The Jupyter Notebook contains two sections-front end web page, where users feed inputs in the form of program codes and back-end kernel where codes delivered by the browser are run, and then kernel returns the results. Generally, each notebook can run only one kernel and one language, yet workarounds exist. Jupyter can support dozens of programming languages; for instance, one demo notebook can speak Python, Julia, R, and FORTRAN.

However, kernels may not necessarily exist on the user’s computer. These notebooks can work in the cloud and sometimes remote locations too. Google’s Colaboratory project offers a Google-themed front-end to the Jupyter notebook. It authorizes users to collaborate and run code that exploits Google’s cloud resources such as GPUs and save work on Google Drive. Jupyter can share documents that contain live code, equations, visualizations, and narrative text. Also, it has a Dashboard (Notebook Dashboard) and a control panel, displaying local files and allowing you to open notebook documents or shut down their kernels. Jupyter Notebook can be installed by either using Anaconda Distribution or via the PIP package manager. The key advantages of Jupyter are, automating caching of running cells, in-line printing of output, and language and platform laxity.

There are a few tools that can augment the usability of Jupyter for data scientists. One is JupyterHub, a service that lets institutions to provide Jupyter notebooks to large pools of users. And other is Binder, an open-source service that permits users to use Jupyter notebooks on GitHub in a web browser without having to install the software or any programming libraries.

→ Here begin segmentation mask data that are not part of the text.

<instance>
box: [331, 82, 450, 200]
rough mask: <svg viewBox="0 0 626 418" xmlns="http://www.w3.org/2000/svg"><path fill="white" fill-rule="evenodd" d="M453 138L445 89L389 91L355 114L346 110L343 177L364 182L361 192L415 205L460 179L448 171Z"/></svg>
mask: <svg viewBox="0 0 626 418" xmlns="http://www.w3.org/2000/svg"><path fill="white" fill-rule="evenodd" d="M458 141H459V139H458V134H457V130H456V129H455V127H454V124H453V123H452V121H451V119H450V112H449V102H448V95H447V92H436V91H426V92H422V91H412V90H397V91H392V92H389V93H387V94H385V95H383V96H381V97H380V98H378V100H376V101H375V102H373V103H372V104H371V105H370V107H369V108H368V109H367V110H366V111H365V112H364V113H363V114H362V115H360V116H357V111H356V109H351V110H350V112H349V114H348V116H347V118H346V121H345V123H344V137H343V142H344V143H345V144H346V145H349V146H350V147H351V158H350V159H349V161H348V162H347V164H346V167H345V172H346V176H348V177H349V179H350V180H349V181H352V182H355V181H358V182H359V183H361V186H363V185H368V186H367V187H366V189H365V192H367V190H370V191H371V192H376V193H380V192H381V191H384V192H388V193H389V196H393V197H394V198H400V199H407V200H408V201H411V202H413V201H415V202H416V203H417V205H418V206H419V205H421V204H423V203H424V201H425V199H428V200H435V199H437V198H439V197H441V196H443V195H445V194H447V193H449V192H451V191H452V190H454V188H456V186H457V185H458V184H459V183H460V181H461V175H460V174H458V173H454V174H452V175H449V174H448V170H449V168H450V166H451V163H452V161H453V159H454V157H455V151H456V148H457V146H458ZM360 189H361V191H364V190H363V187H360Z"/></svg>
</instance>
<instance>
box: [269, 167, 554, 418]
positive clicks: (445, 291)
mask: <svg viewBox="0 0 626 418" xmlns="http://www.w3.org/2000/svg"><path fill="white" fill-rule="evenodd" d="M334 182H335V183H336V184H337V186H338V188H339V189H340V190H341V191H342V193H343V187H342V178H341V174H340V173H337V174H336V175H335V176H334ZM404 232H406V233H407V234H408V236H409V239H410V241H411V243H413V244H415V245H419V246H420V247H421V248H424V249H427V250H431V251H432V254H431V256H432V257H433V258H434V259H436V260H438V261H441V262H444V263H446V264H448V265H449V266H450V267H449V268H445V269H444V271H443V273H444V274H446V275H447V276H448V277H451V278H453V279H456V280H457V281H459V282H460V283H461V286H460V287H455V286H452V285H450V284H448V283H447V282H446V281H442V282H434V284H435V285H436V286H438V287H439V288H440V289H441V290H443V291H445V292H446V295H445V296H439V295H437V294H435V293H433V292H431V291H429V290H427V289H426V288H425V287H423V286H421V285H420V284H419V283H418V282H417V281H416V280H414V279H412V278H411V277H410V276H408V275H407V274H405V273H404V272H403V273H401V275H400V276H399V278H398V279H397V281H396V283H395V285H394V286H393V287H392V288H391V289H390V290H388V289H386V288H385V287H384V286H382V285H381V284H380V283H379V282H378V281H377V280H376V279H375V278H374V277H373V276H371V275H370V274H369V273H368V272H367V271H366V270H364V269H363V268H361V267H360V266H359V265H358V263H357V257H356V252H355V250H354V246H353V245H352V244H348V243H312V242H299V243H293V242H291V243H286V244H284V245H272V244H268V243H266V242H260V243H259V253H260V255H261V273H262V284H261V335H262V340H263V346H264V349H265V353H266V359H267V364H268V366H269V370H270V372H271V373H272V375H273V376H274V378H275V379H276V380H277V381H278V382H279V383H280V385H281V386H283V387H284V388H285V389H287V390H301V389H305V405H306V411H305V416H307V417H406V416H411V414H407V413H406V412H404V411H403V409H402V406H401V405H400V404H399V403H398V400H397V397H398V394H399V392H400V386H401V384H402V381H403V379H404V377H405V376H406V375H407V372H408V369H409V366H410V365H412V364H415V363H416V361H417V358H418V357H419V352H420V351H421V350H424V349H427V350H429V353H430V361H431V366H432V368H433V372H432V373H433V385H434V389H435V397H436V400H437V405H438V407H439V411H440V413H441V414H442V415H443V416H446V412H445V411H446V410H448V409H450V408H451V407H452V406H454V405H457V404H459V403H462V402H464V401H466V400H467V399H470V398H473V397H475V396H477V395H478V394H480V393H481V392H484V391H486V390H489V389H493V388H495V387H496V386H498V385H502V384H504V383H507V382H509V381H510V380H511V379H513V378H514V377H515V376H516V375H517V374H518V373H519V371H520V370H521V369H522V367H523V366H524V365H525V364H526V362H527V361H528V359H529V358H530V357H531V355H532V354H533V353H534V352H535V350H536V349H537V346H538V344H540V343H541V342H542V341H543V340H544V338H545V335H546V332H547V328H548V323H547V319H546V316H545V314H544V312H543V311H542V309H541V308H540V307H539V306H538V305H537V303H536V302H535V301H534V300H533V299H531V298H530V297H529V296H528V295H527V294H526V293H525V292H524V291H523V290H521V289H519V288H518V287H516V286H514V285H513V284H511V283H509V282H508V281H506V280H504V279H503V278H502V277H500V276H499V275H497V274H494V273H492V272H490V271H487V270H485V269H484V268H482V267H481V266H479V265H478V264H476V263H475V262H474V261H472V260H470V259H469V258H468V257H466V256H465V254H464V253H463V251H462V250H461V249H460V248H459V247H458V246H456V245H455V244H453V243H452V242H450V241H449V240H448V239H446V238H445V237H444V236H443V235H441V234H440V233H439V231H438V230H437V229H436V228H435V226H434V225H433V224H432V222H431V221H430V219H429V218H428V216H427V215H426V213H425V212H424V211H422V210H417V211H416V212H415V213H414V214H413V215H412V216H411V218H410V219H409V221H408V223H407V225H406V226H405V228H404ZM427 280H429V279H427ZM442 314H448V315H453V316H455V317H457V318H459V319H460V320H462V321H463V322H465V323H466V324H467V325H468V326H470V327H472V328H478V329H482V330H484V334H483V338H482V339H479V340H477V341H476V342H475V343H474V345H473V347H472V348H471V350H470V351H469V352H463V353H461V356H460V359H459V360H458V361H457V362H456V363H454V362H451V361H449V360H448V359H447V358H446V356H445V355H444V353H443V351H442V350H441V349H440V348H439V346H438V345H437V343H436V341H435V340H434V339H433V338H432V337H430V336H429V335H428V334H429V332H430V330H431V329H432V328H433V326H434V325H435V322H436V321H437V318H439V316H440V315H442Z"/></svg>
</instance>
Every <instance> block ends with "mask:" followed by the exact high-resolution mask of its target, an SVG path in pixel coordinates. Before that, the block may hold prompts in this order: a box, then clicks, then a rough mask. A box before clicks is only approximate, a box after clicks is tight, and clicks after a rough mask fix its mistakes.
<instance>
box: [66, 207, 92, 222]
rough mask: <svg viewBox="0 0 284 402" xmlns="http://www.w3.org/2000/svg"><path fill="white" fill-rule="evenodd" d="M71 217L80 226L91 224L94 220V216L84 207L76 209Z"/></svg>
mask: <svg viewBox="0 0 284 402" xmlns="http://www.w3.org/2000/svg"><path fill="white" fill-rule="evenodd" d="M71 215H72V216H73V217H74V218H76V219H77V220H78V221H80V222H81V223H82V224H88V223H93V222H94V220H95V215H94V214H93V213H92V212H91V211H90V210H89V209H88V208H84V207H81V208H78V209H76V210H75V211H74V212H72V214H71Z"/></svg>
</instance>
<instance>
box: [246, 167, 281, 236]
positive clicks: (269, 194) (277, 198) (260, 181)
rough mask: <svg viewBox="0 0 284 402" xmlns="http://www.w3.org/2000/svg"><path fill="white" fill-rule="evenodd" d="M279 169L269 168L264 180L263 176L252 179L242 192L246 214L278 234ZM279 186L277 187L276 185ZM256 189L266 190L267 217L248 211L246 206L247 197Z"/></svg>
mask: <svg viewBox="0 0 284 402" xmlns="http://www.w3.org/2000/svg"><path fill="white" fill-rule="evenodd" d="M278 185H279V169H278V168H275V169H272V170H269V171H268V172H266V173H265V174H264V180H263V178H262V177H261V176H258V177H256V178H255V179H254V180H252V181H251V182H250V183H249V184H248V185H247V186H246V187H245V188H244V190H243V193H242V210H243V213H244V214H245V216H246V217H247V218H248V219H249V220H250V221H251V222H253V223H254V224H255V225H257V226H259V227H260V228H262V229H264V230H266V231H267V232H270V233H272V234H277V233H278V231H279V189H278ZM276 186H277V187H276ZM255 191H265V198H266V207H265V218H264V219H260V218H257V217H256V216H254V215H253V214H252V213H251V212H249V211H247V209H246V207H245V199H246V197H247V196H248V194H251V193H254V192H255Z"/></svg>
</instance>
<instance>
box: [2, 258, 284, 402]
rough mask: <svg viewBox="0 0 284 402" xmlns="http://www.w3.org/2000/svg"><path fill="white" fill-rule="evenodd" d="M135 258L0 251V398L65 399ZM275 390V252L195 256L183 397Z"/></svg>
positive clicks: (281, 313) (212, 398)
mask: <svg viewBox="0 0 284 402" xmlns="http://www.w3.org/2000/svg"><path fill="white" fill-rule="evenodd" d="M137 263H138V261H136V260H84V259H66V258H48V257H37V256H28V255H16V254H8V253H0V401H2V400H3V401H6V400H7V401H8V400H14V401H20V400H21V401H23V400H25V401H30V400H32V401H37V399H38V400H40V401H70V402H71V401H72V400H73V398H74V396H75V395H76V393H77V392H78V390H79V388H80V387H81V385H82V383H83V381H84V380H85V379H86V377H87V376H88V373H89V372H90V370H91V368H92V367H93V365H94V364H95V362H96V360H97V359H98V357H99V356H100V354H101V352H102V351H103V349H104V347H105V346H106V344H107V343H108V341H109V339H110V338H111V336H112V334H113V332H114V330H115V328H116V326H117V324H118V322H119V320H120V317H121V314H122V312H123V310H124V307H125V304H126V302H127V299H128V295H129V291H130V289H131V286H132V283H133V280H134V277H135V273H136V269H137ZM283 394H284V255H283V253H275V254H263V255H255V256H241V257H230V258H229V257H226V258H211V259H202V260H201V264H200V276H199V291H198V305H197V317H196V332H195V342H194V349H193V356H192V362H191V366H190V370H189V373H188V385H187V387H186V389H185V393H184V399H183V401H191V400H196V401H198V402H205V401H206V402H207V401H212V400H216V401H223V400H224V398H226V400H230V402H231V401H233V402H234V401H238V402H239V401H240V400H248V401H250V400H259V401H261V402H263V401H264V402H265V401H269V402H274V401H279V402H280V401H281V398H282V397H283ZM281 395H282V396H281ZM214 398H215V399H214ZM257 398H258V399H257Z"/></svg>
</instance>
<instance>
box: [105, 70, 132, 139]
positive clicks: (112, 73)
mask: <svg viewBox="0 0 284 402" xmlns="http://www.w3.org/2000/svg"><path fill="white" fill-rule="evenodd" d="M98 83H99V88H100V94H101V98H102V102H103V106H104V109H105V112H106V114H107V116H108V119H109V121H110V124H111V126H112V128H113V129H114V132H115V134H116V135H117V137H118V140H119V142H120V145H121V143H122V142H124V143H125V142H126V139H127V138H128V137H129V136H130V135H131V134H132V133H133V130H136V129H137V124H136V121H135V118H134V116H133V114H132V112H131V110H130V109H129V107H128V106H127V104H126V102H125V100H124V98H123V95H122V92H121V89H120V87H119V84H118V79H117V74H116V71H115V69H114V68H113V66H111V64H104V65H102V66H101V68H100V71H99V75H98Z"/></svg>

In March, Jupyter announced the first public release of the Jupyter visual debugger. Using this, users can set breakpoints in notebook cells and source files, inspect variables, navigate the call stack, and can do much more. Recently, IBM has announced a new open-source, Elyra AI Toolkit that extends the JupyterLab user interface to simplify the development of data science and AI models. Elyra has hybrid runtime support, visual editor for building Notebook-based AI pipelines, and Python script execution capabilities that allow users to edit codes locally and seamlessly integrate it with the cloud.